Lydia Smith lives her life hiding in plain sight. A clerk at the Bright Ideas bookstore, she keeps a meticulously crafted existence among her beloved books, eccentric colleagues, and the BookFrogs—the lost and lonely regulars who spend every day marauding the store’s overwhelmed shelves.
But when Joey Molina, a young, beguiling BookFrog, kills himself in the bookstore’s upper room, Lydia’s life comes unglued. Always Joey’s favorite bookseller, Lydia has been bequeathed his meager worldly possessions. Trinkets and books; the detritus of a lonely, uncared for man. But when Lydia flips through his books she finds them defaced in ways both disturbing and inexplicable. They reveal the psyche of a young man on the verge of an emotional reckoning. And they seem to contain a hidden message. What did Joey know? And what does it have to do with Lydia?
As Lydia untangles the mystery of Joey’s suicide, she unearths a long buried memory from her own violent childhood. Details from that one bloody night begin to circle back. Her distant father returns to the fold, along with an obsessive local cop, and the Hammerman, a murderer who came into Lydia’s life long ago and, as she soon discovers, never completely left. “Both charming and challenging” (Marilyn Stasio, The New York Times Book Review), Midnight at the Bright Ideas Bookstore is a “multi-generational tale of abandonment, desperation, and betrayal…inventive and intricately plotted” (Publishers Weekly, starred review).
Sullivan's solid first novel opens with 30-year-old bookseller Lydia Smith finding the corpse of Joseph Molina hanging from a beam in Denver's Bright Ideas Bookstore. The lonely 20-something ex-con spent countless hours wandering the shop, but Lydia can't fathom why he chose to commit suicide there or why he died with a photograph of Lydia's 10th birthday party in his pocket. Her confusion grows when she inherits Joey's belongings and discovers coded messages addressed to her hidden inside his books. Lydia's efforts to answer the questions surrounding Joey's death uncover clues to a cold case from her own past a household massacre that only Lydia survived. Flashbacks to Lydia's childhood told from her father's perspective help build the tension. Quirky characters and a keen sense of place distinguish this multigenerational tale of abandonment, desperation, and betrayal. Sullivan's writing occasionally calls too much attention to itself and a surfeit of coincidence strains credulity, but this inventive and intricately plotted mystery still largely satisfies.

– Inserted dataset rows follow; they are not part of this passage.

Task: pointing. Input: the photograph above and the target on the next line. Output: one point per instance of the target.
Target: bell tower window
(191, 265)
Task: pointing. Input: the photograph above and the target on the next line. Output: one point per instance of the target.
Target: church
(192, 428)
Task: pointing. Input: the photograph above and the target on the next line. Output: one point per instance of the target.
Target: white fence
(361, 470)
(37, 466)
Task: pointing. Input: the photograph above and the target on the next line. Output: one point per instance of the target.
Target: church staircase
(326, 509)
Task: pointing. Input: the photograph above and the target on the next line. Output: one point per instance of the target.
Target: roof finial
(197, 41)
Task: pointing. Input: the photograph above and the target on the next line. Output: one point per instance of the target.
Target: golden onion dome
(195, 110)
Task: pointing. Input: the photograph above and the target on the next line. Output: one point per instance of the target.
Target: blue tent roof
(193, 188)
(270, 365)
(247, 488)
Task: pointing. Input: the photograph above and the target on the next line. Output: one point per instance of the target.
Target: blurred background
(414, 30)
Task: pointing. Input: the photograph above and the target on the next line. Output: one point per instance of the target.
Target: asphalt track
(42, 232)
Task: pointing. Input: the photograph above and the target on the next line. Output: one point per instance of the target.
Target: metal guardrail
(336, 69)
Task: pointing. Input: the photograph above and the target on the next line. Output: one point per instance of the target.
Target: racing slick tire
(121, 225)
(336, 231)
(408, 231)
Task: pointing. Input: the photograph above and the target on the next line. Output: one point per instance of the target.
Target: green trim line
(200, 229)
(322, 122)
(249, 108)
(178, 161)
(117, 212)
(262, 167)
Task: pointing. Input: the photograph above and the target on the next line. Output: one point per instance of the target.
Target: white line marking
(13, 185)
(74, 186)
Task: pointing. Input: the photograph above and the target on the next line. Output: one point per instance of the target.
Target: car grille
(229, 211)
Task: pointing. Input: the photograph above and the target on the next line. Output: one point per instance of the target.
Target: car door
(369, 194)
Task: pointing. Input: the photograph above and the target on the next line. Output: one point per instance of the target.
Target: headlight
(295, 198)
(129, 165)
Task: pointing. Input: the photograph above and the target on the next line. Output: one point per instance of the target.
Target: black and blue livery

Midnight at the Bright Ideas Bookstore
This was an excellent murder mystery! Not of the standard Agatha Christie style, but tweaked for Readers and Booklovers. Curious characters, great grammar usage, unexpected storyline, enjoyable wordsmithery, appropriately creepy. I’d recommend this to anyone with a reading or book fetish, especially if they’re lovers of the murder mystery genre.
Enough twists to make it a worthwhile read
I picked this up because the title intrigued me but I am glad I did. I enjoyed the storyline of Lydia trying to live her life with this incident from her childhood always over her head. There were enough twists and turns that the payoff is worth the trip. I found the characters to be very believable and while it dragged slightly overall pacing was fast.
This book is interesting, well paced and a super enthralling story with many moving parts. I loved it! There are unpredictable twists and turns and it's extremely hard to put down. Highly highly recommend!